Plan B's maker, Teva, wanted to shed the requirement that those under 17 needed a prescription to buy it. In explaining her decision last week, Sebelius said, "The switch from prescription to over the counter for this product requires that we have enough evidence to show that those who use this medicine can understand the label and use the product appropriately. I do not believe that Teva’s application met that standard. The label comprehension and actual use studies did not contain data for all ages for which this product would be available for use."

President Obama insisted he had nothing to do with Sebelius's move, but did say, "The reason Kathleen made this decision is that she could not be confident that a 10-year-old or an 11-year-old going to a drugstore should be able — alongside bubble gum or batteries — be able to buy a medication that potentially, if not used properly, could have an adverse effect... I will say this, as the father of two daughters.
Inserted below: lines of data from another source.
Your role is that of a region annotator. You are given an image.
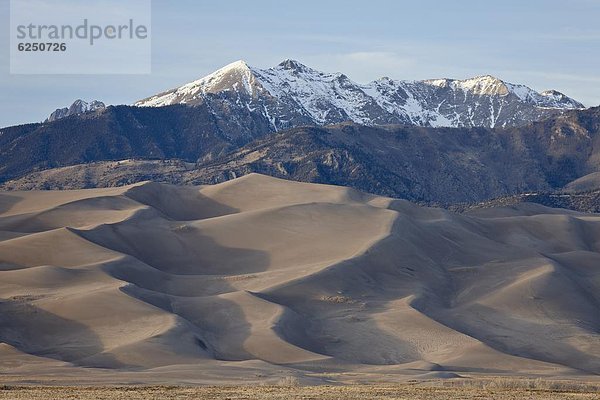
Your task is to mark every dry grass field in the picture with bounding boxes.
[0,380,600,400]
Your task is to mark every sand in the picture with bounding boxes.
[0,174,600,385]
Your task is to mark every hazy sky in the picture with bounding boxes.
[0,0,600,126]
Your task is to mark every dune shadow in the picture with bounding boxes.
[0,297,130,368]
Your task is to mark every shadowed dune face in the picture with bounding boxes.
[0,174,600,382]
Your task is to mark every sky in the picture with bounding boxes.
[0,0,600,126]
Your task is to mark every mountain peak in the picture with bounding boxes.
[455,75,509,96]
[275,58,311,72]
[44,99,106,122]
[218,60,250,71]
[136,59,580,130]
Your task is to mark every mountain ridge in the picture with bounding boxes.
[134,59,585,131]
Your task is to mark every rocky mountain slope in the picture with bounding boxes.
[135,60,583,131]
[0,107,600,205]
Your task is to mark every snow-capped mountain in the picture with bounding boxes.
[45,99,106,122]
[135,60,584,131]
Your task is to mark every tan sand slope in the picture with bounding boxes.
[0,174,600,381]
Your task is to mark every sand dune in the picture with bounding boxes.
[0,174,600,382]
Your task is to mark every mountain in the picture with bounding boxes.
[45,99,106,122]
[135,60,584,131]
[0,106,251,181]
[0,105,600,209]
[0,174,600,382]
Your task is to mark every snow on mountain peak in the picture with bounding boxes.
[136,59,583,130]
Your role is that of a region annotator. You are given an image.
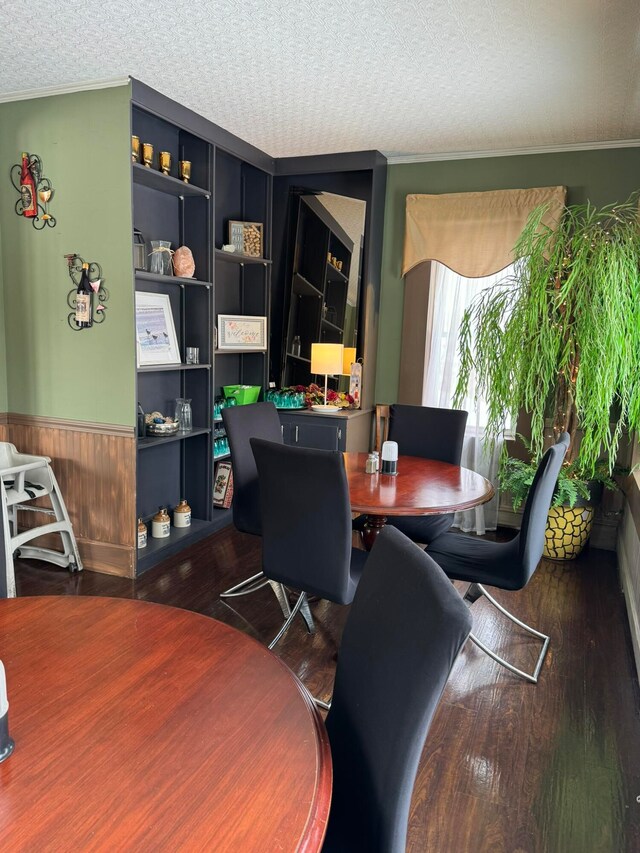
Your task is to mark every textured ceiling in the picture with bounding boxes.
[0,0,640,156]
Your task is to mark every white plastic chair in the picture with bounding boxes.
[0,441,82,598]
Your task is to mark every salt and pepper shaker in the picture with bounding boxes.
[138,518,147,548]
[173,501,191,527]
[151,506,171,539]
[0,661,15,764]
[382,441,398,475]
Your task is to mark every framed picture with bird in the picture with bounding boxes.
[136,292,181,367]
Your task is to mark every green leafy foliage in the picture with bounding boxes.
[498,456,618,509]
[454,197,640,482]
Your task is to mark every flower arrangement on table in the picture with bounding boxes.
[290,382,354,409]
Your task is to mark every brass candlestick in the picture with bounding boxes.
[38,188,53,221]
[178,160,191,184]
[142,142,153,169]
[158,151,171,175]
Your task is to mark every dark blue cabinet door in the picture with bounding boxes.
[280,414,345,450]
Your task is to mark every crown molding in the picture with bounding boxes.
[383,139,640,166]
[0,77,130,104]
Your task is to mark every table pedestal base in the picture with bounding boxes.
[362,515,387,551]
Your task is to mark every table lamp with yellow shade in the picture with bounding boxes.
[311,344,344,414]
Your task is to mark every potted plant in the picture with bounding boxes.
[454,197,640,559]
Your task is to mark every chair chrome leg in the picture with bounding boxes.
[465,584,549,684]
[300,595,316,634]
[469,634,549,684]
[220,572,269,598]
[269,592,307,649]
[269,581,292,619]
[478,584,549,640]
[220,572,291,617]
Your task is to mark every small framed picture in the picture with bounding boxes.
[213,462,233,509]
[136,292,180,367]
[229,219,263,258]
[218,314,267,350]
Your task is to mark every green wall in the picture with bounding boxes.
[0,223,7,412]
[375,148,640,403]
[0,85,135,425]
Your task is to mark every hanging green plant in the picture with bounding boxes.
[456,195,640,480]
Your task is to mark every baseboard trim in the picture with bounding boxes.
[5,412,135,438]
[78,539,136,578]
[617,541,640,681]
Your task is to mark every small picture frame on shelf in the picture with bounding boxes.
[136,292,181,367]
[213,462,233,509]
[229,219,263,258]
[218,314,267,351]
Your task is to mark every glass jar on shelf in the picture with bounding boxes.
[175,397,193,432]
[149,240,173,275]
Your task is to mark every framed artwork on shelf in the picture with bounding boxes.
[213,462,233,509]
[136,293,180,367]
[218,314,267,351]
[229,219,263,258]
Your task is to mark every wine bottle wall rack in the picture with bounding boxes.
[64,252,109,332]
[9,154,56,231]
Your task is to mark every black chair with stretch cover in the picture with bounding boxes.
[354,403,468,545]
[322,527,471,853]
[251,438,368,649]
[427,432,569,684]
[220,403,291,616]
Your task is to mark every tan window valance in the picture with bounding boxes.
[402,187,566,278]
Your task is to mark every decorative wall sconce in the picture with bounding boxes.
[64,253,109,332]
[10,151,56,231]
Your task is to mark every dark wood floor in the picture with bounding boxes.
[11,529,640,853]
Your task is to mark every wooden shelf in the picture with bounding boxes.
[131,163,211,198]
[293,272,322,299]
[213,349,267,354]
[136,270,212,287]
[138,509,231,574]
[138,427,211,450]
[327,261,349,284]
[216,249,272,267]
[322,319,344,334]
[138,364,211,373]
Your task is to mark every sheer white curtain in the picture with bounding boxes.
[422,261,512,535]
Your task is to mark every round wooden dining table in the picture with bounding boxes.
[344,453,495,550]
[0,596,331,853]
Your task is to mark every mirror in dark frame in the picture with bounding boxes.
[280,192,366,390]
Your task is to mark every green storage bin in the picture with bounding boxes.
[222,385,262,406]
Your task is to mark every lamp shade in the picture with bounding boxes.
[342,347,356,376]
[311,344,344,376]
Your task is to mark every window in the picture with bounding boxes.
[422,261,514,435]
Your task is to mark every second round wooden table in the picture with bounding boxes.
[344,453,495,550]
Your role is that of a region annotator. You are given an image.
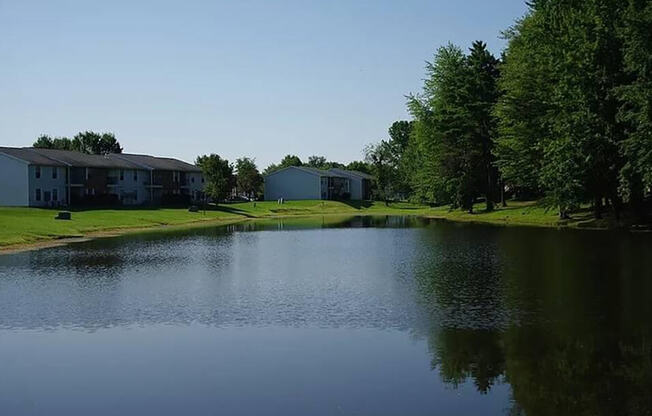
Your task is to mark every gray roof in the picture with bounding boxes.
[32,149,139,169]
[0,147,68,166]
[0,147,201,172]
[107,153,201,172]
[265,166,341,177]
[330,168,374,179]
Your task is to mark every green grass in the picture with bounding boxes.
[0,207,238,246]
[428,201,572,227]
[0,200,624,248]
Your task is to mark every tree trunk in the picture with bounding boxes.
[593,196,602,220]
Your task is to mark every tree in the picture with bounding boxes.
[364,140,395,201]
[32,131,122,155]
[494,0,632,217]
[32,134,53,149]
[72,131,122,155]
[345,160,372,175]
[467,41,499,211]
[616,0,652,211]
[195,154,233,202]
[235,157,263,197]
[306,156,328,169]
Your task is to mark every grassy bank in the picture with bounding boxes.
[0,201,640,249]
[0,201,426,248]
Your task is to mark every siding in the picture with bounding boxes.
[0,153,29,207]
[265,168,322,201]
[28,165,68,207]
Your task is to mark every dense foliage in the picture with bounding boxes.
[235,157,263,198]
[366,0,652,217]
[195,154,235,202]
[32,131,122,155]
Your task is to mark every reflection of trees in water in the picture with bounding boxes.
[416,224,652,416]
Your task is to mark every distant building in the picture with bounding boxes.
[329,169,374,201]
[0,147,204,207]
[265,166,373,201]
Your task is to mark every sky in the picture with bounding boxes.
[0,0,527,170]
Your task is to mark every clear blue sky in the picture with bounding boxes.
[0,0,526,168]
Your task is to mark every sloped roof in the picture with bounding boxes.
[265,166,337,176]
[0,147,68,166]
[0,147,201,172]
[330,168,374,179]
[32,149,139,169]
[107,153,201,172]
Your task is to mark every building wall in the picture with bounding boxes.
[108,169,150,205]
[0,154,29,207]
[265,169,322,201]
[27,165,68,207]
[349,175,363,201]
[186,172,204,200]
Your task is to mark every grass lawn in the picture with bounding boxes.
[0,200,628,248]
[0,201,424,247]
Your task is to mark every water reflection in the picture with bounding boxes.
[0,216,652,415]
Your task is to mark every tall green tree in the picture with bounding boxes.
[467,41,499,211]
[345,160,372,175]
[72,131,122,155]
[235,157,263,197]
[617,0,652,210]
[32,131,122,155]
[195,154,234,202]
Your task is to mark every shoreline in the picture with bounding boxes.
[0,205,652,255]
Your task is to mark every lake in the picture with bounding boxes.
[0,217,652,416]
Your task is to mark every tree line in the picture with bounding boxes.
[365,0,652,217]
[32,131,122,155]
[195,154,371,201]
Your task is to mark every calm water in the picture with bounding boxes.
[0,217,652,415]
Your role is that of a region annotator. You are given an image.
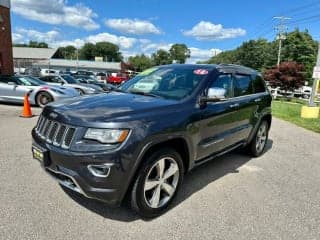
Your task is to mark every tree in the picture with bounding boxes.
[281,29,318,82]
[94,42,122,62]
[152,49,172,65]
[236,39,269,70]
[169,43,190,63]
[204,50,237,64]
[79,43,96,61]
[264,62,305,91]
[129,54,153,72]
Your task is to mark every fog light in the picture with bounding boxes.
[88,163,114,178]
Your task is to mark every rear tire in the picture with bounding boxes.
[131,148,184,218]
[248,120,269,157]
[76,88,85,96]
[36,92,54,108]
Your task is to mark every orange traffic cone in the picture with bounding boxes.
[20,93,33,118]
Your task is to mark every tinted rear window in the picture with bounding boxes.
[253,76,266,93]
[234,75,253,97]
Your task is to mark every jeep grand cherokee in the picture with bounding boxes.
[32,65,271,217]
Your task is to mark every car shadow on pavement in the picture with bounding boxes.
[62,139,273,222]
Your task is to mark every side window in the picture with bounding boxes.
[253,75,266,93]
[0,76,10,83]
[234,74,254,97]
[50,77,61,83]
[40,77,51,82]
[208,74,232,98]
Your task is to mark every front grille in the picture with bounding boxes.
[35,115,76,149]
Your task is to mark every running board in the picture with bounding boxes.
[195,142,245,166]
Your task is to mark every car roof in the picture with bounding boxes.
[156,64,258,74]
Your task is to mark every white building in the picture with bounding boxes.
[13,47,123,72]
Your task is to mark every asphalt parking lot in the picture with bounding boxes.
[0,104,320,240]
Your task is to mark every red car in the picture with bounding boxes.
[108,73,129,84]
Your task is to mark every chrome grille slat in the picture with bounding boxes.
[39,118,49,137]
[35,115,76,149]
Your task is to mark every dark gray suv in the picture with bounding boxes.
[32,64,271,217]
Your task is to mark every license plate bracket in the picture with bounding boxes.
[32,145,50,166]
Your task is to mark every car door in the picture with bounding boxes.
[0,76,14,102]
[0,76,28,102]
[197,74,239,160]
[229,73,257,142]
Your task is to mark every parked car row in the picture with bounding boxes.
[0,75,79,107]
[0,71,122,107]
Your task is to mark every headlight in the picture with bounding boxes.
[84,128,129,144]
[50,88,65,95]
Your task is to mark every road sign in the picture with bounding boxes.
[312,66,320,79]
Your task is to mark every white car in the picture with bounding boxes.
[40,74,103,95]
[0,75,80,107]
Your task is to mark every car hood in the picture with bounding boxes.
[44,92,177,125]
[33,85,79,95]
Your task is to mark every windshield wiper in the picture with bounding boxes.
[129,91,160,98]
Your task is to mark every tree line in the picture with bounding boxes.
[205,29,318,86]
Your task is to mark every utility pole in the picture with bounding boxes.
[273,16,291,67]
[309,42,320,107]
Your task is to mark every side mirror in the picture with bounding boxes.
[202,87,227,102]
[8,82,17,86]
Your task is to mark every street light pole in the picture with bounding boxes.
[309,42,320,107]
[273,16,291,67]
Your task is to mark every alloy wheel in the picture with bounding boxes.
[256,123,268,152]
[144,157,180,208]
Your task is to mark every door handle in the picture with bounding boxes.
[229,103,240,108]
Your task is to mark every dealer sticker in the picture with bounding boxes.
[193,69,209,75]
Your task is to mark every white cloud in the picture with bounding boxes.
[86,32,137,49]
[12,28,60,45]
[105,18,161,35]
[187,47,222,63]
[12,0,100,30]
[12,28,138,49]
[141,42,173,52]
[183,21,246,41]
[12,28,222,63]
[12,33,24,43]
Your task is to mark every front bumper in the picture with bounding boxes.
[32,130,132,206]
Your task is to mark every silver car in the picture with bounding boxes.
[40,74,103,95]
[0,75,79,107]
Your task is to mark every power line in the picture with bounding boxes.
[273,16,291,67]
[250,0,320,37]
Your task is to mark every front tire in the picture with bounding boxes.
[249,120,269,157]
[131,148,184,218]
[36,92,53,108]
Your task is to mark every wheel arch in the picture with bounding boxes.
[122,137,191,202]
[34,90,55,106]
[247,112,272,144]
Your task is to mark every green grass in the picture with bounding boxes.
[272,101,320,133]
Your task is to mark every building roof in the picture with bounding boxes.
[35,59,121,71]
[0,0,10,8]
[12,47,57,60]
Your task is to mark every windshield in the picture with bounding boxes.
[120,66,208,100]
[61,75,79,84]
[75,75,99,83]
[17,76,46,86]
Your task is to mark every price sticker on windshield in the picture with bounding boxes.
[138,68,158,76]
[193,69,209,75]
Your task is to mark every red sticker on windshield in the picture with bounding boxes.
[193,69,208,75]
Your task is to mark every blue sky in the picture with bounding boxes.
[11,0,320,62]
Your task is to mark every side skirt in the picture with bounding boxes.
[194,142,245,167]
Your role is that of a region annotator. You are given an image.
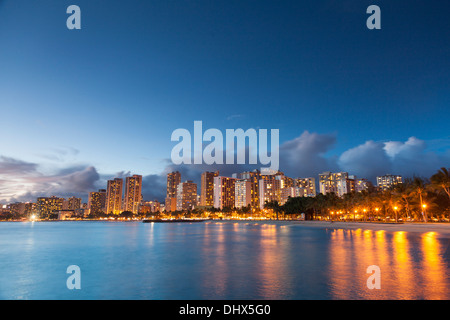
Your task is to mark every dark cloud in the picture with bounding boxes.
[0,131,450,202]
[338,137,450,182]
[338,141,392,182]
[280,131,337,177]
[0,156,37,175]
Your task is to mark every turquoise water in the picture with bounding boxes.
[0,221,450,300]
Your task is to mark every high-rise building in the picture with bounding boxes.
[165,171,181,211]
[295,178,316,197]
[259,175,282,209]
[200,171,219,206]
[106,178,123,214]
[123,174,142,214]
[280,187,298,205]
[234,179,252,208]
[63,197,81,210]
[166,171,181,198]
[319,171,351,196]
[377,174,403,191]
[177,181,197,211]
[88,189,106,215]
[214,176,236,209]
[36,196,64,219]
[239,170,261,208]
[355,179,373,192]
[139,200,161,213]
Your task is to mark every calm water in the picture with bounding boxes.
[0,221,450,300]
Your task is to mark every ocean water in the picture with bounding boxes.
[0,221,450,300]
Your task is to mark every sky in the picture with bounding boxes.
[0,0,450,203]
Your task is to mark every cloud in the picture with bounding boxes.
[280,131,337,177]
[0,131,450,202]
[338,141,392,181]
[338,137,450,182]
[0,156,37,175]
[0,156,99,202]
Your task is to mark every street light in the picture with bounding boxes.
[394,206,398,223]
[422,204,427,222]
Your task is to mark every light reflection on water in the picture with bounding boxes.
[329,229,450,299]
[0,222,450,299]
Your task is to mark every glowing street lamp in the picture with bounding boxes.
[394,206,398,222]
[422,203,427,222]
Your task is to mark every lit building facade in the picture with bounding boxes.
[106,178,123,214]
[214,176,236,209]
[123,174,142,214]
[234,179,252,208]
[295,178,317,197]
[319,171,351,197]
[240,170,261,208]
[88,189,106,215]
[165,171,181,211]
[36,196,64,219]
[200,171,219,206]
[377,174,403,191]
[177,181,197,211]
[259,175,282,209]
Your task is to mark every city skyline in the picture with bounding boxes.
[0,0,450,204]
[1,169,408,210]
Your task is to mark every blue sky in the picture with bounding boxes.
[0,0,450,199]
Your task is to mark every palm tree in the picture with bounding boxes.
[264,200,282,220]
[411,177,427,222]
[430,167,450,199]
I think it is important for us to make sure that we apply some common sense to various rules when it comes to over-the-counter medicine... I think most parents would probably feel the same way."

Bloomberg, who is pro-choice and wants the Supreme Court to uphold Roe v. Wade said that the FDA's decision should have been followed but also acknowledged, "The bottom line is, we have many too many out-of-wedlock births in this country. And, yes, the people who say young girls shouldn’t get pregnant, they’re 100 percent right. And we do in this city a lot to try to teach people and inform them of the consequences of being parents." Well, the city is definitely trying.